If you've built anything with an LLM in the last year, you've hit the wall: the model can generate beautiful text, but it can't do anything. It can't check a database. It can't call your API. It can't look up the weather, send an email, or query your company's internal knowledge base. It's a brilliant conversationalist trapped in a room with no doors.
Function calling — also called tool use — is the door. It's the mechanism that lets an LLM output structured data to invoke external functions instead of just generating text. And in 2026, it's the single most important skill for any engineer building AI-powered applications.

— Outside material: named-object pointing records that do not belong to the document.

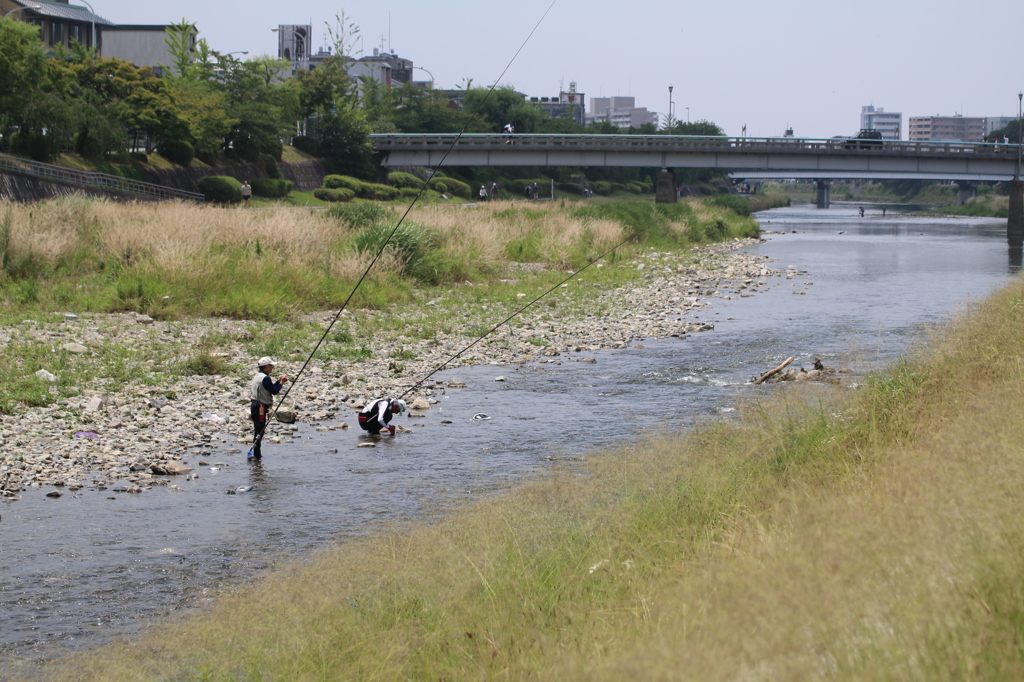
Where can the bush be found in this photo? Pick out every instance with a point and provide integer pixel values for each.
(307, 144)
(403, 180)
(359, 215)
(263, 186)
(409, 241)
(269, 166)
(737, 205)
(381, 193)
(452, 185)
(340, 195)
(220, 188)
(177, 152)
(338, 181)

This guide covers everything: how function calling works under the hood, code examples across OpenAI, Anthropic Claude, and Google Gemini, the MCP protocol that's standardizing tool access, and the production patterns that separate toy demos from real systems.

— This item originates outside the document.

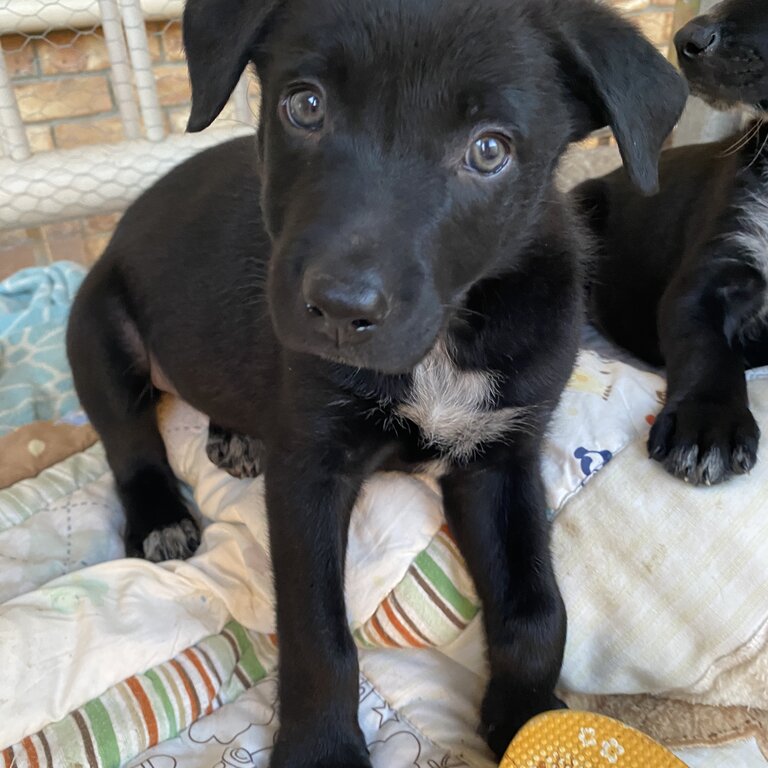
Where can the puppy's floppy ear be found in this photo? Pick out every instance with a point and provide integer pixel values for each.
(220, 38)
(617, 78)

How Function Calling Works
The core idea is elegant. Instead of just returning text, the model can return a structured request to call a specific function with specific arguments. Your code executes the function, returns the result, and the model uses that result to generate its final response.

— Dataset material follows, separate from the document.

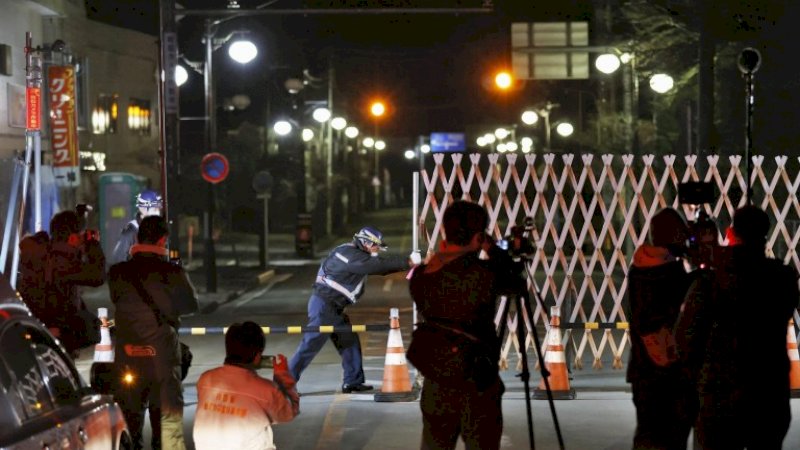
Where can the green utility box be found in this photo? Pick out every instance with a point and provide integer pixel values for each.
(117, 207)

The critical insight is that the model never executes the function itself. It only generates the intent — a JSON object with the function name and arguments. Your application code is responsible for the actual execution. This is a safety feature: the model proposes actions, and your code validates and executes them.
What you define for each tool
Every tool definition includes three things:
- Name. A clear, descriptive identifier like
get_weatherorsearch_knowledge_base. The model uses this name to decide which tool to call. - Description. A natural-language explanation of what the tool does and when to use it. This is critical — the model reads this description to determine whether the tool is relevant to the user's request.
- Parameters. A JSON Schema definition of the function's input parameters: types, required fields, enums, descriptions for each field. Better schemas lead to more accurate function calls.
Function Calling with OpenAI
OpenAI popularized function calling with GPT-3.5 in June 2023 and has since evolved the API significantly. As of 2026, GPT-4.1 achieves 97-99% accuracy on function calling benchmarks and supports up to 128 tools per request.
from openai import OpenAI
client = OpenAI()
# Define the tools
tools = [{
"type": "function",
"function": {
"name": "get_weather",
"description": "Get current weather for a city",
"parameters": {
"type": "object",
"properties": {
"city": {
"type": "string",
"description": "City name"
}
},
"required": ["city"]
}
}
}]
# Send message with tools
response = client.chat.completions.create(
model="gpt-4.1",
messages=[{"role": "user", "content": "What's the weather in Tokyo?"}],
tools=tools
)
# The model returns a tool_call, not text
tool_call = response.choices[0].message.tool_calls[0]
# tool_call.function.name == "get_weather"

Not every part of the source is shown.